July 04, 2012|By John E. McIntyre | The Baltimore Sun

Just as the way you talk gives indications of your origins, education, and class, so does your writing, particularly in the last two categories. This leaves people nervous about writing, fearful that they will betray some inadequacy and be held up to public scorn. They know that members of the peeververein are lurking out there, waiting to spring and accuse them of an illiteracy that is besmirching our beautiful language. 

But now help is at hand. Mignon Fogarty, the indefatigable Grammar Girl, has published 101 Troublesome Words You'll Master in No Time St. Martin's Griffin, 135 pages, $5.99). She will take you gently by the hand and calm your apprehensions with soothing, sensible advice. 

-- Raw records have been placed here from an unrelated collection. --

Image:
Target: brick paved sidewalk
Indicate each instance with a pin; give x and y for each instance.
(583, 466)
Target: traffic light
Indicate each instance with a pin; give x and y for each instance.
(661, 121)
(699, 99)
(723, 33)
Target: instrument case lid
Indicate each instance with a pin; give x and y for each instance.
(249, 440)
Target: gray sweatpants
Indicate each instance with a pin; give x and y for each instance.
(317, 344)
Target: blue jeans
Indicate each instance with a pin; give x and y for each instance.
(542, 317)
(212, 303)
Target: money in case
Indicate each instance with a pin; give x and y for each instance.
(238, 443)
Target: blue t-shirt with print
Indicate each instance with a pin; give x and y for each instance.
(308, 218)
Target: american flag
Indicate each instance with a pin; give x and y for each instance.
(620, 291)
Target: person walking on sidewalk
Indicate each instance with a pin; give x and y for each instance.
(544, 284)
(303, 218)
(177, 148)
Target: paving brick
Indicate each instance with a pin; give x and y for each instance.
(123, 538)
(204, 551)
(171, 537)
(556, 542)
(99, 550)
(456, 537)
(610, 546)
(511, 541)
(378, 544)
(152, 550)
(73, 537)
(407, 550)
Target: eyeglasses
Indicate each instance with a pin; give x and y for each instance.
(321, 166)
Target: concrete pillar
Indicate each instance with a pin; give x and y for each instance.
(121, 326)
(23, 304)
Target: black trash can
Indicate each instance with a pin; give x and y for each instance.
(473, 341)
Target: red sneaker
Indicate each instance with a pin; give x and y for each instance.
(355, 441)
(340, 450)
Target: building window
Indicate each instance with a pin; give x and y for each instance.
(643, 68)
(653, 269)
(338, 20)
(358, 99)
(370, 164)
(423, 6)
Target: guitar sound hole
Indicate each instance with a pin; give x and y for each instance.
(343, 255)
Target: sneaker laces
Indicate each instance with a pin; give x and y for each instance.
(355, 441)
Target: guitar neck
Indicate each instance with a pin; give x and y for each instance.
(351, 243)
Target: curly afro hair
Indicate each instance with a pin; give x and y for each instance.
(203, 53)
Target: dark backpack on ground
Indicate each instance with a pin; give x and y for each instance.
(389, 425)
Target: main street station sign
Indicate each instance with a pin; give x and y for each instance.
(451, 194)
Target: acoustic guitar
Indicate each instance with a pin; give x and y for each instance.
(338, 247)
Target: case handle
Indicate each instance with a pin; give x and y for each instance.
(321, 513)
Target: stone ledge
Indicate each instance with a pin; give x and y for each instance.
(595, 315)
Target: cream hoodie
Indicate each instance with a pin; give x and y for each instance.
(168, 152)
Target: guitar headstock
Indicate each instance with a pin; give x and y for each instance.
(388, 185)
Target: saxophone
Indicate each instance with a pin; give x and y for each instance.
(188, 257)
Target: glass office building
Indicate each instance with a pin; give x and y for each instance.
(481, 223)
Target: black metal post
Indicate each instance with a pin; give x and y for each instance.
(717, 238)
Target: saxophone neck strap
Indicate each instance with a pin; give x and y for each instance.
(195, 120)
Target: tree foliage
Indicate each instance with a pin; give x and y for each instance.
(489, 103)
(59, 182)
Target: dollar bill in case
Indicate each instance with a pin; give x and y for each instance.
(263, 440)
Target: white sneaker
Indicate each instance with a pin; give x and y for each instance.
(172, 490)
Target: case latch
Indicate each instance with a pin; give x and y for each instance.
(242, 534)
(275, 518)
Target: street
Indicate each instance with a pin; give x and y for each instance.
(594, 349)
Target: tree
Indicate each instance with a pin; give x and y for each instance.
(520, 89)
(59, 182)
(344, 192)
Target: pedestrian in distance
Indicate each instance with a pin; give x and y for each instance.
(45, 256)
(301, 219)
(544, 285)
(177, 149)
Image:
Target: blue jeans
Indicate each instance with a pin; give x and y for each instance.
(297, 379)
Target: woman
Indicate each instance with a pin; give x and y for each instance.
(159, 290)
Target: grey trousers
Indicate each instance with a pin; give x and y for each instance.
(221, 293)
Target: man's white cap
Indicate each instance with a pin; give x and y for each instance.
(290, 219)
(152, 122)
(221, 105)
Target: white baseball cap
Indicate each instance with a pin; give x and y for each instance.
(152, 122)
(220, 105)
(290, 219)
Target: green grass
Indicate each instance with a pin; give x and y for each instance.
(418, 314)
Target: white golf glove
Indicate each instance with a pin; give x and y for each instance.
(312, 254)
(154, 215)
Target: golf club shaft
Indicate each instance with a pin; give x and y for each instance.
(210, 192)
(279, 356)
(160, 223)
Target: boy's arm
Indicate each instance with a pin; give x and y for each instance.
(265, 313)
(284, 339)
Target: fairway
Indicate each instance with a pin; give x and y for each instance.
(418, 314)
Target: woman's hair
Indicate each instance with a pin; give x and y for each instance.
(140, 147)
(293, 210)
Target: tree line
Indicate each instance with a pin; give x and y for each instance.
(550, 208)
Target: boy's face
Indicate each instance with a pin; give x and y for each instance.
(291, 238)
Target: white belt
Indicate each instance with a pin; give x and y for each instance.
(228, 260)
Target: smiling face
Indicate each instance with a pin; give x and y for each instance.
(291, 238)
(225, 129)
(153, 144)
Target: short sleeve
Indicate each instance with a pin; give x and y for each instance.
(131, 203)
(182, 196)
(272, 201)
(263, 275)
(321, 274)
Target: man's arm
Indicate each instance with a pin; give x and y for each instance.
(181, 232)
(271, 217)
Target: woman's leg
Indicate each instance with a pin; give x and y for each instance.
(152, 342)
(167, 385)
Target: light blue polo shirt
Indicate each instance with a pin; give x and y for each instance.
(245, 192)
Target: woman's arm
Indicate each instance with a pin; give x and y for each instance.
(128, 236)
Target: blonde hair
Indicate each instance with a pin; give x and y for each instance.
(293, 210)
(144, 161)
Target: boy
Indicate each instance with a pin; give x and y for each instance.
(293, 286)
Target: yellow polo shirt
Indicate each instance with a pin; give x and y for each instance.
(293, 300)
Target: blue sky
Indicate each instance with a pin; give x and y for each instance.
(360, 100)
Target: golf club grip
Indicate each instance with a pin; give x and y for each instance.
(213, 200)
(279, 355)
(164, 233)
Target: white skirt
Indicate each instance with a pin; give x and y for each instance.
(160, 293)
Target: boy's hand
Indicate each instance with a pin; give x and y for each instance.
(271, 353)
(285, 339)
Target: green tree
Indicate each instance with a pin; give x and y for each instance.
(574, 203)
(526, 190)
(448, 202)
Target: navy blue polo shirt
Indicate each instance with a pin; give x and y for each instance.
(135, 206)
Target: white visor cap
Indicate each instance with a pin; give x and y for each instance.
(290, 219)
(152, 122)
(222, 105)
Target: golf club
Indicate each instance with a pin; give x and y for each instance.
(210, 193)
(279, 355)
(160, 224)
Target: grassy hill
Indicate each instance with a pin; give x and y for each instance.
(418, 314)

Her entry on free gift, for example, points out that the phrase is redundant but commonplace is advertisements, adding, "Let's just say that it should be limited to the domain of advertisers because they seem to find it so effective."

She traces the belief that over cannot be used in the sense of more than to American newspaper superstition and suggests that you can use the word freely if you do not work for a publication addicted to Associated Press style. She defends gone missing against misguided objections. She points out that between "has always been used to indicate a choice or relationship between many different items or people," rather that always just two, and that none is either singular or plural, depending on context. She allows both lighted and lit as the past tense of light, depending on what you think sounds better. She discards the artificial distinction between healthy and healthful.

So she will happily free you from adherence to bogus rules you may have been taught.

She is firm that kudos is a singular, that noisome means "stinky," that unique should be limited to "one of a kind," and that bemused means "befuddled," so don't imagine that she is pulling down the pillars of the temple.  

She is perhaps a little more cautious than she need be about ruffling the peevers' feathers: "Unfortunately, you can't win with hopefully. Although the arguments against using it as a sentence adverb are uncompelling ... and it commonly appears in print and everyday language, you are still quite likely to draw criticism from a large pool of objectors if you use it. Take comfort in the knowledge it probably won't be a problem for your children." If your boss is fussy about it, then you might as well submit, but otherwise you are giving the peevers more power than they merit. 

Fortunately, she is clear in many entries about the appropriateness of register: "In all but the most formal situations, feel free to use It is me or It's me" rather than It is I

It is,like Ms. Fogarty's other publications, quite a handy little book. If it should help relieve a little of your anxiety about writing and bolster your confidence in the exercise of your own language, than it will well repay your attention.